The Continuing Development of Freud's Views
In the closing decade of Freud's life, it has been suggested, his view of the death drive changed somewhat, with "the stress much more upon the death instinct's manifestations outwards". Given "the ubiquity of non-erotic aggressivity and destructiveness", he wrote in 1930, "I adopt the standpoint, therefore, that the inclination to aggression is an original, self-subsisting instinctual disposition in man".

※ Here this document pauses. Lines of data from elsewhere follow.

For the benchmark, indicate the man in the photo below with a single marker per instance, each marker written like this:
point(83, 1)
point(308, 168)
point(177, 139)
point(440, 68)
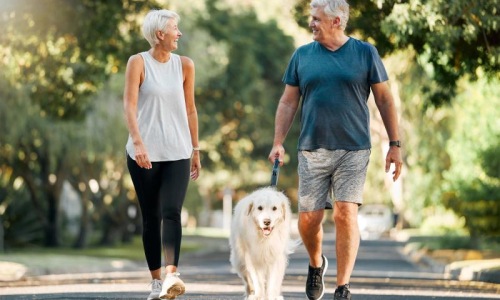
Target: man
point(334, 76)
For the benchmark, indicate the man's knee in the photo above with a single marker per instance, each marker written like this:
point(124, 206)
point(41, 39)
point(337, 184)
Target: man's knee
point(345, 213)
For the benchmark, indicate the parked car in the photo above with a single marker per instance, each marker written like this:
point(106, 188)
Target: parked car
point(375, 220)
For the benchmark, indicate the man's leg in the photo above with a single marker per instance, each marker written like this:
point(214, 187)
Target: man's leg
point(311, 232)
point(347, 241)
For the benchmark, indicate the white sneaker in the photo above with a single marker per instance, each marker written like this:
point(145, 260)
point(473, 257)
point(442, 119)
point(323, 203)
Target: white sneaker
point(155, 289)
point(172, 286)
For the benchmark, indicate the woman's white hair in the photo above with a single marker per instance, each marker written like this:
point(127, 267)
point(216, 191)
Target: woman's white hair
point(156, 20)
point(333, 9)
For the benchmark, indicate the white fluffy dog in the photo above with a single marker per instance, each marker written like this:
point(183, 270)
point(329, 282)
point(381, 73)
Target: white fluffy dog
point(260, 242)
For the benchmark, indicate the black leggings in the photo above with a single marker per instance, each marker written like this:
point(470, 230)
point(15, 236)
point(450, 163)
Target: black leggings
point(161, 191)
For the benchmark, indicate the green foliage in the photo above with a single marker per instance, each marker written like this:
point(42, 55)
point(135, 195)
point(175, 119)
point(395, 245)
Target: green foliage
point(62, 58)
point(237, 105)
point(473, 187)
point(490, 159)
point(479, 203)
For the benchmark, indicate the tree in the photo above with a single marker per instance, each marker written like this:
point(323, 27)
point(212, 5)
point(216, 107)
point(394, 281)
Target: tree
point(58, 61)
point(238, 102)
point(452, 39)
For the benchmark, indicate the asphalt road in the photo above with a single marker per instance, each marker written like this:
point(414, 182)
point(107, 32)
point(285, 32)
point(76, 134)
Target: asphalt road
point(381, 272)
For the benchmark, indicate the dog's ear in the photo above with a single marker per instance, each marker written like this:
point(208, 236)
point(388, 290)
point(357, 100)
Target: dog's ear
point(250, 207)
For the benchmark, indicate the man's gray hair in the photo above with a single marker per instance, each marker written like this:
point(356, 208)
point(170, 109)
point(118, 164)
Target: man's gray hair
point(333, 9)
point(156, 20)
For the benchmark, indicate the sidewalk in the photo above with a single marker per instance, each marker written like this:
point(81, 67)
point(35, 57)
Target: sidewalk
point(484, 270)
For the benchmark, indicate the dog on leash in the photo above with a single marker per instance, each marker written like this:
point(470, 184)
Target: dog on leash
point(260, 242)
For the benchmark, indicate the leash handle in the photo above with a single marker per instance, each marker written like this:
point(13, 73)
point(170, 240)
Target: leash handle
point(276, 171)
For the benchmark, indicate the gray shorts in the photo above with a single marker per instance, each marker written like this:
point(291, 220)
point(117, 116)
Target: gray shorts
point(339, 172)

In 1933 he conceded of his original formulation of the death drive 'the improbability of our speculations. A queer instinct, indeed, directed to the destruction of its own organic home!'. He wrote moreover that "Our hypothesis is that there are two essentially different classes of instincts: the sexual instincts, understood in the widest sense - Eros, if you prefer that name - and the aggressive instincts, whose aim is destruction". In 1937, he went so far as to suggest privately that 'We should have a neat schematic picture if we supposed that originally, at the beginning of life, all libido was directed to the inside and all aggressiveness to the outside'. In his last writings, it was the contrast of "two basic instincts, Eros and the destructive instinct...our two primal instincts, Eros and destructiveness, on which he laid stress. Nevertheless, his belief in "the death instinct.. a return to an earlier state...into an inorganic state" continued to the end.